Dr Douglas Small

  • Affiliate (School of Critical Studies)

email: Douglas.Small.2@glasgow.ac.uk

R501, Level 5, English Literature, 2 Professor Square

Import to contacts

ORCID iDhttps://orcid.org/0000-0003-2545-2444

Research interests

Research Interests

  • Victorian Literature

  • Early 20th Century Literature

  • Literature & Medicine (19th Century)

  • Cultural History of Drugs & Drug-use

  • Crime & Detective Fiction

  • Science Fiction

  • Fantasy , Horror, & Weird Fiction

 

Biography

Dr Douglas Small is a Wellcome Trust Research Fellow in Literature and Medicine. His current project, entitled 'Cocaine and Cultural Mythology, c. 1860-1919,’ examines cultural and literary depictions of cocaine in the late-nineteenth and early-twentieth centuries. He specialises in Victorian literature, with a particular focus on the literature of the fin-de-siècle, drug narratives, and 19th C popular receptions of medicine and bio-science.

His PhD thesis examined representations of the curious collection and the phantasmagoria from 1700 to 1900. He is the author of ‘Sherlock Holmes and Cocaine: A 7% Solution for Modern Professionalism’ (English Literature in Transition, 58.3) and ‘Masters of Healing: Cocaine and the Ideal of the Victorian Medical Man’ (Journal of Victorian Culture, 21.1). He is currently working on a monograph on the cultural significance of cocaine in Victorian and Edwardian Literature.

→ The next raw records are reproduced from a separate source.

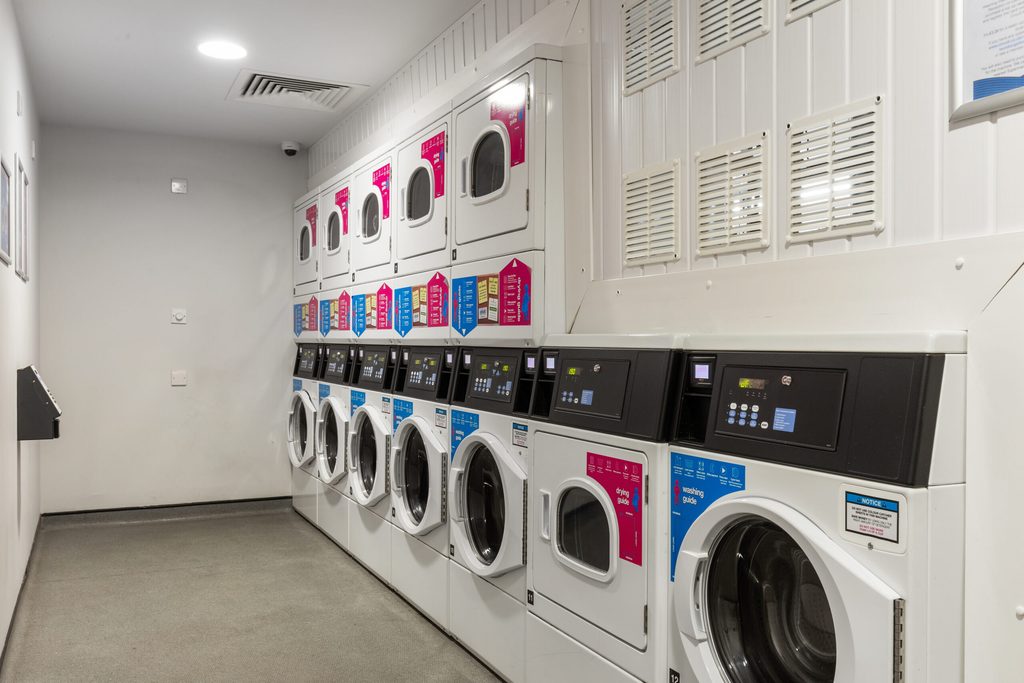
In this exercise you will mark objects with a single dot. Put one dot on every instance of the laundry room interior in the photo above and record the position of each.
(511, 340)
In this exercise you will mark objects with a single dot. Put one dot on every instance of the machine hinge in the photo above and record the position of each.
(899, 639)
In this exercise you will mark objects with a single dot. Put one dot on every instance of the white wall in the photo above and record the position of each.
(18, 331)
(120, 251)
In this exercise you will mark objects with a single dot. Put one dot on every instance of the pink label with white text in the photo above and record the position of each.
(382, 179)
(341, 200)
(623, 480)
(432, 151)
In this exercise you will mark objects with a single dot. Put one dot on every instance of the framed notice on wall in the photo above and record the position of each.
(986, 56)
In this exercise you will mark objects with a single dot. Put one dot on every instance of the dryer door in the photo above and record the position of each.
(487, 489)
(419, 470)
(369, 449)
(301, 422)
(332, 440)
(591, 532)
(763, 594)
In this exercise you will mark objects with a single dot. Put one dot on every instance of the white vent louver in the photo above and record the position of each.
(723, 25)
(836, 173)
(650, 221)
(797, 9)
(281, 90)
(732, 197)
(650, 42)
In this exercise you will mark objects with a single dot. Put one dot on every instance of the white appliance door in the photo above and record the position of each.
(423, 205)
(419, 473)
(373, 203)
(332, 440)
(334, 210)
(301, 421)
(493, 155)
(369, 449)
(304, 240)
(592, 544)
(763, 594)
(487, 491)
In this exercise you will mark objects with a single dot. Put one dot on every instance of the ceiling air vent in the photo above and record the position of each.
(732, 197)
(650, 221)
(836, 173)
(800, 8)
(723, 25)
(650, 42)
(281, 90)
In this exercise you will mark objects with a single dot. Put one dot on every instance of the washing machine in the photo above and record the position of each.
(489, 433)
(334, 206)
(419, 479)
(369, 453)
(334, 505)
(602, 421)
(508, 155)
(305, 254)
(422, 174)
(371, 244)
(817, 516)
(301, 429)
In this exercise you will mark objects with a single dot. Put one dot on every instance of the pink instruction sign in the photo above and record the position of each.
(384, 309)
(311, 219)
(509, 108)
(382, 179)
(341, 201)
(623, 480)
(515, 294)
(432, 151)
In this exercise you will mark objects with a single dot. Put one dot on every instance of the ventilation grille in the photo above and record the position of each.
(650, 43)
(281, 90)
(723, 25)
(651, 215)
(800, 8)
(732, 197)
(835, 173)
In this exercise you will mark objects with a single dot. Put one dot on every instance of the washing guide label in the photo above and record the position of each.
(695, 483)
(623, 480)
(432, 152)
(872, 516)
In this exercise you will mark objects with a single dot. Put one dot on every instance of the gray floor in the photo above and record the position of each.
(256, 594)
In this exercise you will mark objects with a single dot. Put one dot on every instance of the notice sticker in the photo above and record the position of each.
(876, 517)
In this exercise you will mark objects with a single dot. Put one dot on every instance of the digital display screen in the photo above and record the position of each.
(423, 371)
(494, 378)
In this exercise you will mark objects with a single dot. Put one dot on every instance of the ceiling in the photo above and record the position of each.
(132, 65)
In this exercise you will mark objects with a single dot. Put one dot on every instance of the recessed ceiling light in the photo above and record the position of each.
(220, 49)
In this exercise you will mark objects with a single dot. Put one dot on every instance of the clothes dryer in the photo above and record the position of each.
(817, 514)
(369, 451)
(422, 176)
(372, 242)
(599, 548)
(334, 208)
(334, 506)
(301, 430)
(487, 495)
(419, 479)
(305, 254)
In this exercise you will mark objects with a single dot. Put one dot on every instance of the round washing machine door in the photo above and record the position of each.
(369, 449)
(487, 489)
(301, 420)
(419, 473)
(763, 594)
(332, 440)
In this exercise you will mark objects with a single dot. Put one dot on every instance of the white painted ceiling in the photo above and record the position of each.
(132, 65)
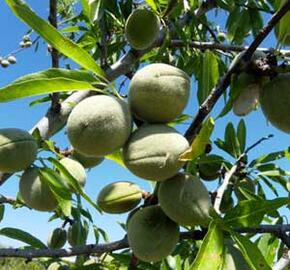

He has written articles on Victorian cocaine, coca, and sports doping for Metro (https://www.metro.news/in-victorian-britain-the-crowds-approved-of-sports-doping-with-cocaine/703837/) and The Conversation. (https://theconversation.com/in-victorian-britain-the-crowds-approved-of-sports-doping-with-cocaine-82225)

Teaching

Douglas currently convenes the Senior Honours course ‘Detection and Crime Literature: From Poe to the Present’ (ENGLIT4122), and has previously convened the Senior Honours course on Science Fiction (ENGLIT4106).

He teaches on undergraduate and postgraduate courses on Literature and Medicine, Modernism, Fantasy Literature, Victorian Literature, Victorian Decadence, Science Fiction, and Weird Fiction.